Here, the trial court specified in its order that considering the parties’ contributions to the acquisition of the marital property, the economic circumstances of each party, conduct of the parties during the marriage, value of separate property, and the custodial arrangements for the children, the court found it just and equitable to divide marital property as close as possible to one-half to each party. The trial court considered the factors mandated by Section 452.330 and decided that “as close as possible” to an equal distribution would be most equitable. Wife has not demonstrated an abuse of discretion. Point denied.
In her fourth point, wife alleges that the trial court erred in requiring her to pay one-half of the guardian ad litem fees and in refusing to award wife attorney’s fees against husband. The guardian ad litem shall be awarded a reasonable fee for such services to be set by the court. The court, in its discretion, may award such fees as a judgment to be paid by any party to the proceedings or from public funds. Section 452.423.4. Additionally, the trial court has broad discretion in awarding or denying attorney fees, and its ruling will be disturbed on appeal only upon a showing of abuse of discretion. Roth v. Roth, 760 S.W.2d 616, (Mo.App. E.D.1988). Judicial discretion is abused when a trial court’s ruling is clearly against the logic of the circumstances then before the court and is so arbitrary and unreasonable as to shock the sense of justice and indicate a lack of careful consideration; if reasonable people can differ about the propriety of the action taken by the trial court, it cannot be said the trial court abused its discretion. State ex rel. Webster v. Lehndorff Geneva, Inc., 744 S.W.2d 801, 804 (Mo.banc 1988). The party challenging an award of attorney’s fees must show that the award was clearly against the logic of the circumstances and so arbitrary and unreasonable as to shock one’s sense of justice. McNeely v. McNeely, 935 S.W.2d 103, 104 (Mo.App.1996). Here, wife has not established that the court acted so arbitrarily and unreasonably to constitute an abuse of its discretion. Point denied.
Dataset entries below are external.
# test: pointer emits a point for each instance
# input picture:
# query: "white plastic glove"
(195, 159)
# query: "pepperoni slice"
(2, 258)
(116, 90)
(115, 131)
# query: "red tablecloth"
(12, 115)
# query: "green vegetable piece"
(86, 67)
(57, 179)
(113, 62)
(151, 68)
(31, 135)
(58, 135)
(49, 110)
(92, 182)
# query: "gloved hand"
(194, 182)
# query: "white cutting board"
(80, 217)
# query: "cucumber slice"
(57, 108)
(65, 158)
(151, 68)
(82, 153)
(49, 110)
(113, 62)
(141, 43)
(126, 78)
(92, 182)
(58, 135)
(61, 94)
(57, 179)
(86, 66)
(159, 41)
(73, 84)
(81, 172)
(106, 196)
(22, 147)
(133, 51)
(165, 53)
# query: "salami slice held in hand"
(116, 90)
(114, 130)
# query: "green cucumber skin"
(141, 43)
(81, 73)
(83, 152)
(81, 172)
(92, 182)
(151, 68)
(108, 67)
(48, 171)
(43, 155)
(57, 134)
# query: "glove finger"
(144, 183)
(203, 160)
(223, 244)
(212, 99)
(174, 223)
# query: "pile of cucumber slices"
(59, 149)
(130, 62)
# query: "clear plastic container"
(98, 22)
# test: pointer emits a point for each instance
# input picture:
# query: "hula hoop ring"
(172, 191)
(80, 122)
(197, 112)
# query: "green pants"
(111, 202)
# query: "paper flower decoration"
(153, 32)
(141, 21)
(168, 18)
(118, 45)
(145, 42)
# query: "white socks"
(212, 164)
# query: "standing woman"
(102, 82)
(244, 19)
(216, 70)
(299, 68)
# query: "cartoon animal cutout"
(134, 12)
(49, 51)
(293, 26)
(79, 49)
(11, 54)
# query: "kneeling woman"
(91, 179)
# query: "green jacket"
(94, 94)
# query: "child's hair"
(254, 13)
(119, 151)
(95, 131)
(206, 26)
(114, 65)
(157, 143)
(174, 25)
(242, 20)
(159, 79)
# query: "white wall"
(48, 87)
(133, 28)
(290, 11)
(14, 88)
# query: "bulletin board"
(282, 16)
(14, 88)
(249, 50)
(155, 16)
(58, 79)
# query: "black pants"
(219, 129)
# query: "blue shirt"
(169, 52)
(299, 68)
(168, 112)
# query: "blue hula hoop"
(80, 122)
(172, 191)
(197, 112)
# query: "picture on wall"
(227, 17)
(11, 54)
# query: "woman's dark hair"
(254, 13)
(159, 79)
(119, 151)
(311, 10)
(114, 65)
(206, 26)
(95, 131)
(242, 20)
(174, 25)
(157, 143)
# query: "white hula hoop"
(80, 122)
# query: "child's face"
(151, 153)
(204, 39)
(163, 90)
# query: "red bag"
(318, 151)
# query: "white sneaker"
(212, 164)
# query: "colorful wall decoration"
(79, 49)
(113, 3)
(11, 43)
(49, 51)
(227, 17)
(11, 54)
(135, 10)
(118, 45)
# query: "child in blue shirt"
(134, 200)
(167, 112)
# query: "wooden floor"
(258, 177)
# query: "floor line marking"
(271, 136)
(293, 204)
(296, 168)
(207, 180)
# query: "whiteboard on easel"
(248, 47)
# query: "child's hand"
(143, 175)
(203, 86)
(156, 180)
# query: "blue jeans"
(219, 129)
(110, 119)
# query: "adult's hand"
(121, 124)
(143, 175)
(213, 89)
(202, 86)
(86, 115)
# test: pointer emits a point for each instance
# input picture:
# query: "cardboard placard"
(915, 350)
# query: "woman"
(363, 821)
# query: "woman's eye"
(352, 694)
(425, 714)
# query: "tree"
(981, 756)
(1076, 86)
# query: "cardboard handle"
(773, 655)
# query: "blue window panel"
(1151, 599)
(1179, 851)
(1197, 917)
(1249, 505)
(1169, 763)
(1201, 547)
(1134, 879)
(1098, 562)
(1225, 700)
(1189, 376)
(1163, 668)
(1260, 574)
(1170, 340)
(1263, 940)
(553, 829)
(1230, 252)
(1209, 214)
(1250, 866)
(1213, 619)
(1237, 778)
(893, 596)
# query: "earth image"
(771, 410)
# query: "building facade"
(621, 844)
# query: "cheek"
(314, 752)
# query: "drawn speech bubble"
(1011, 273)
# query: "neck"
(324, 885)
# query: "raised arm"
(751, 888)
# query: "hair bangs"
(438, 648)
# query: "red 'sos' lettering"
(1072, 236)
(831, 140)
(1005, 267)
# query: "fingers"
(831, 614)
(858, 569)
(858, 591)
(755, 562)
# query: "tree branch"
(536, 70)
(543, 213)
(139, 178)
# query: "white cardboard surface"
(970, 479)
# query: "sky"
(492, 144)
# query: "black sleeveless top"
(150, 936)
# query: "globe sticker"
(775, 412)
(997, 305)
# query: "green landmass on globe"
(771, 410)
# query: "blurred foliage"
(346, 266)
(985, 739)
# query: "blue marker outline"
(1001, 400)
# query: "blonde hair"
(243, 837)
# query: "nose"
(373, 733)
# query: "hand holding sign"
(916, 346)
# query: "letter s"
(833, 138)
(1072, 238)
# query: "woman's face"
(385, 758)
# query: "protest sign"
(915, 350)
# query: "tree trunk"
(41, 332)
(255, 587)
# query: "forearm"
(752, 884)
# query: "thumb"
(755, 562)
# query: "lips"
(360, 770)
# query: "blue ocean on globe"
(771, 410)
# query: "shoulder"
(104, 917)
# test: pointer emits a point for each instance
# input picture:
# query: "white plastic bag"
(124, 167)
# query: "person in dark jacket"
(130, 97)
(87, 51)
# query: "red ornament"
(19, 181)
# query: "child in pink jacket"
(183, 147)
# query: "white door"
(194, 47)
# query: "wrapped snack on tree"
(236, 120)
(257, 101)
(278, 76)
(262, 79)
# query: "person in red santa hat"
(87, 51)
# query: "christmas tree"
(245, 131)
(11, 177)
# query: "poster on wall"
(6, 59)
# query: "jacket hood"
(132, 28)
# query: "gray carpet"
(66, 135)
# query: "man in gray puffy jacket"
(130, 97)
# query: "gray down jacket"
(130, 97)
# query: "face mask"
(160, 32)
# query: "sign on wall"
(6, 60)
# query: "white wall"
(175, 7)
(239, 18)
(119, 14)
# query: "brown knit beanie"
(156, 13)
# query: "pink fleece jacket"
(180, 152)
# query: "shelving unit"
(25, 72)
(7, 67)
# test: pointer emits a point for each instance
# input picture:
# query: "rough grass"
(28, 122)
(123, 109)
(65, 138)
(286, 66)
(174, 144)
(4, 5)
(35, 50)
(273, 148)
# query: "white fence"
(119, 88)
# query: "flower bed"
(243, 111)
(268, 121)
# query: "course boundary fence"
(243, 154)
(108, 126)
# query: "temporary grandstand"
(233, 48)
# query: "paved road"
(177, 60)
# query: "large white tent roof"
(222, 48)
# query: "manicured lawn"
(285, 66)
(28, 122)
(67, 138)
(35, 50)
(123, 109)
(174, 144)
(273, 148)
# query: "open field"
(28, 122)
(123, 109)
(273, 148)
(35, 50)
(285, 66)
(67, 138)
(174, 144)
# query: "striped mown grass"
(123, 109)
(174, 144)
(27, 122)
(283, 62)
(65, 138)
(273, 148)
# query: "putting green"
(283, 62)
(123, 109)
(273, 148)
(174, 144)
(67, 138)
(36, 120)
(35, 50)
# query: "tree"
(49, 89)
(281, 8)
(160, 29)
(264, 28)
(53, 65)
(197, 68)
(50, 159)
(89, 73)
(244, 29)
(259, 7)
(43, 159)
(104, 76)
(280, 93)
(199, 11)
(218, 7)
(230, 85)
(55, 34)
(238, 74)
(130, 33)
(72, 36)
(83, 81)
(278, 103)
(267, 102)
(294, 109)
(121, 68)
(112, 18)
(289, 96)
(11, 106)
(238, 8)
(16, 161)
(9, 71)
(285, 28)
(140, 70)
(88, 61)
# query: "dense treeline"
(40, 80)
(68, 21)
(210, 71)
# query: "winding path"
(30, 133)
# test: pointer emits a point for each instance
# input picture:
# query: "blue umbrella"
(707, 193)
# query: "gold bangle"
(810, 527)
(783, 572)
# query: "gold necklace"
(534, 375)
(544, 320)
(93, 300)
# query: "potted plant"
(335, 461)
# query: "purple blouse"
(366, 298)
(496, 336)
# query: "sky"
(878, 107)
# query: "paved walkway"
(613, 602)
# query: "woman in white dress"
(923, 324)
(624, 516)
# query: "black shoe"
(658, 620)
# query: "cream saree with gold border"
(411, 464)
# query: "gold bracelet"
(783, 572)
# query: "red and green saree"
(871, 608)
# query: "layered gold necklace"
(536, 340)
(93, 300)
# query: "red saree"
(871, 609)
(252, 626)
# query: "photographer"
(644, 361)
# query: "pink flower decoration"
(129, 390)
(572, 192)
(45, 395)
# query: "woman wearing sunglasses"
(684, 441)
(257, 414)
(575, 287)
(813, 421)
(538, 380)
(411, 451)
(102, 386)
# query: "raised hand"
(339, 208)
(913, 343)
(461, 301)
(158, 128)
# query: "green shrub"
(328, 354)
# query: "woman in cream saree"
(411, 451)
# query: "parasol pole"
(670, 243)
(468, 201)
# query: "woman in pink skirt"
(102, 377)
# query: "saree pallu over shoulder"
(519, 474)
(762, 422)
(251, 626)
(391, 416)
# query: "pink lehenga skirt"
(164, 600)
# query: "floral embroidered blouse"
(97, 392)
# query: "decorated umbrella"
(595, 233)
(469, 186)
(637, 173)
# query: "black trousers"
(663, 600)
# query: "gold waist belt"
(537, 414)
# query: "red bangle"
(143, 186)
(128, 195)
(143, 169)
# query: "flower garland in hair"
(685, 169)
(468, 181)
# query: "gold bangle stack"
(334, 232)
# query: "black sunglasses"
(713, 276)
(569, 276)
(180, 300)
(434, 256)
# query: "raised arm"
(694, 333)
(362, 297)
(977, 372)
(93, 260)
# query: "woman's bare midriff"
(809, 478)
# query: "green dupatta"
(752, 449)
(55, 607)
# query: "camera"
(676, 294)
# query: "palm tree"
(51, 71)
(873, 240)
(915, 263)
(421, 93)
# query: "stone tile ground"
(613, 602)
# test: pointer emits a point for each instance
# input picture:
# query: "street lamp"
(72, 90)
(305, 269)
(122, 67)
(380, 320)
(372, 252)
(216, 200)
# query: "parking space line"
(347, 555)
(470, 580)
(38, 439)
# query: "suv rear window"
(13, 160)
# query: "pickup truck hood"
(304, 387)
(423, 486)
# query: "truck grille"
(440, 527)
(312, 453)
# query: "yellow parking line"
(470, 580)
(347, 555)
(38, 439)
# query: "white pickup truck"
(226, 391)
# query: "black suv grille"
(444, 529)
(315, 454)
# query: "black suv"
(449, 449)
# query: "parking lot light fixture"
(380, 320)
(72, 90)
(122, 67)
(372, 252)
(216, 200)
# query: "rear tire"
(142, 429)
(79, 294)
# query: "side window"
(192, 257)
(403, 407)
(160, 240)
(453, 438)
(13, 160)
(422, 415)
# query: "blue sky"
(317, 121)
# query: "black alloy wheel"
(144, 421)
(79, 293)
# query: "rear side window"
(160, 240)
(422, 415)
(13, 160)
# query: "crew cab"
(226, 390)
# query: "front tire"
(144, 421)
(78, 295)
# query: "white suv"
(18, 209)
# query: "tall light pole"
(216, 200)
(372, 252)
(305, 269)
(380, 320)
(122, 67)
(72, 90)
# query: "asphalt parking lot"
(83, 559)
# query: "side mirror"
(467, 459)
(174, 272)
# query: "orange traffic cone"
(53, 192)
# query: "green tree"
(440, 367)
In her final point, wife contends that the trial court erred in its calculation of the amount of the note to be given by husband to wife. In the original order, the trial court granted bank accounts totaling $16,-360.00 to husband in his share of marital property. However, pursuant to motions by both parties for new trial and to amend the judgment, the judge amended the original order in July 1998 to transfer those accounts to wife and then gave husband a corresponding judgment against wife for $16,360.00 to compensate for the transfer. In her brief, wife essentially argues that this is unfair because, as she alleged in her second point, the assets were unfairly valued and the property division was against the weight of the evidence. Because of our earlier disposition of wife’s point two, this point is denied.
JUDGMENT AFFIRMED IN PART AND REVERSED AND REMANDED IN PART.